Body mass index (BMI) was calculated by dividing weight (kg) by square of height (m²) and patients were categorized into two groups as follows <25 BMI, and ≥25 BMI. Regarding the age of women, patients were divided into three groups as follows: <30 years old, 30-35 years old, and >35 years old. Duration of infertility was categorized as <6 years and >6 years. Ovarian function was estimated in terms of the serum concentrations of FSH and E2 before beginning of the cycle. The generally admitted thresholds are 9,4IU/L and 80 pg/ml, respectively (3). Patients were divided into 2 groups according to each threshold of FSH and E2. At the hCG administration day, 8 mm of endometrial thickness was admitted as cut off value and patients were divided into two groups as the ones with length of endometrium below 8 mm and the ones with this above 8mm.

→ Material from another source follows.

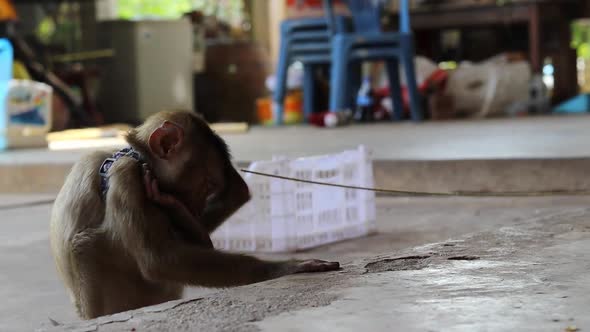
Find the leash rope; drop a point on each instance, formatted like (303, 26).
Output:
(433, 194)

All women in the study underwent ovarian stimulation using gonadotrophin (Gonal-F Ares-Serono, Geneva, Switzerland; Puregon, Organon International Inc, Roseland, NJ or hMG Menopur, Ferring SAS, St. Prex, Switzerland). Ovarian stimulation was initiated on the third day of the cycle with a dose of 75 IU. Initial dose of gonadotrophin was modified according to previous treatment, the duration of infertility, the woman’s hormone profile, level of body mass index and age. Initial dose of gonadotrophin was maintained throughout the first five days of stimulation. Necessary dose of gonadotrophin was altered after the first five days of stimulation depending on ovarian responses.

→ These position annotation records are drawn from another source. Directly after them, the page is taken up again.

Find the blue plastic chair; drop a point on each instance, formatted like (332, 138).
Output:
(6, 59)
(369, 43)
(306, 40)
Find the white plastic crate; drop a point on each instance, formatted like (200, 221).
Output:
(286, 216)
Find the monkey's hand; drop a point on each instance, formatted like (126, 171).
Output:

Ovarian and endometrial responses were monitored by transvaginal ultrasonography on the sixth day of stimulation and repeated after 2 or 3 days, depending on the follicular growth. When at least one follicle reached to 16 mm, 5000-10000 IU of hCG (Pregnyl N.V Organon) or 250 µg of recombinant hCG (Ovitrelle, Ares-Serono) was administered. Standard IUI was performed 36 hours after administration of hCG. The administration of hCG was withheld, and IUI was canceled in the stimulation protocols when more than three follicles with a diameter of at least 16mm or more than four follicles with diameter of at least 14 mm were present.

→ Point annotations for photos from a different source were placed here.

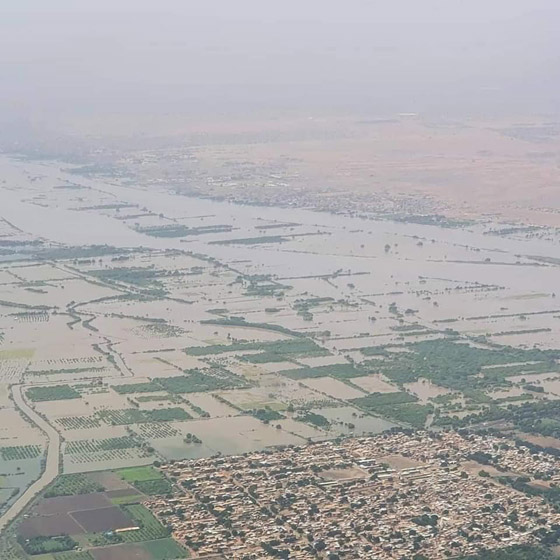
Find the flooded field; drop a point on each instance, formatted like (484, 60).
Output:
(147, 326)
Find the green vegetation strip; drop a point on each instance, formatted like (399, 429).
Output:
(339, 371)
(52, 393)
(398, 406)
(71, 485)
(128, 416)
(19, 452)
(456, 365)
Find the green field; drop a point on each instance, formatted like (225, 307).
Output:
(338, 371)
(139, 474)
(165, 549)
(19, 452)
(72, 484)
(52, 393)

All the semen samples were collected by masturbation in the laboratory after three days of sexual abstinence and prepared less than 2 hours before insemination. After complete liquefaction for 30 minutes at room temperature, each sample was analyzed using World Health Organization/ Kruger guidelines. Semen preparation for IUI was performed with the density gradient centrifugation technique (20 minutes at 1300 rpm) and a washing step (6 minutes at 2200 rpm) with 2-ml culture medium (Quinn’s R sperm washing medium HTF with 5.0 mg/ml human albumin In vitro fertilization, inc. U.S.A.).
Bivalve speculum was used to expose the cervix and the cervical mucus was cleaned. Insemination catheter (Ainseblue-R RI.MOS, Mirandola Italy) was placed into the uterus approximately 0.5 cm below the fundus, 0.5 ml sperm preparation was injected slowly. A two weeks course of daily treatment with 90 mg micronized progesterone vaginal gel (Crinone 8%; Serono) was prescribed for luteal support. After this time, the woman was allowed to perform a pregnancy test (a serum β-hCG assay). Clinical pregnancies were defined as gestational sac in uterus.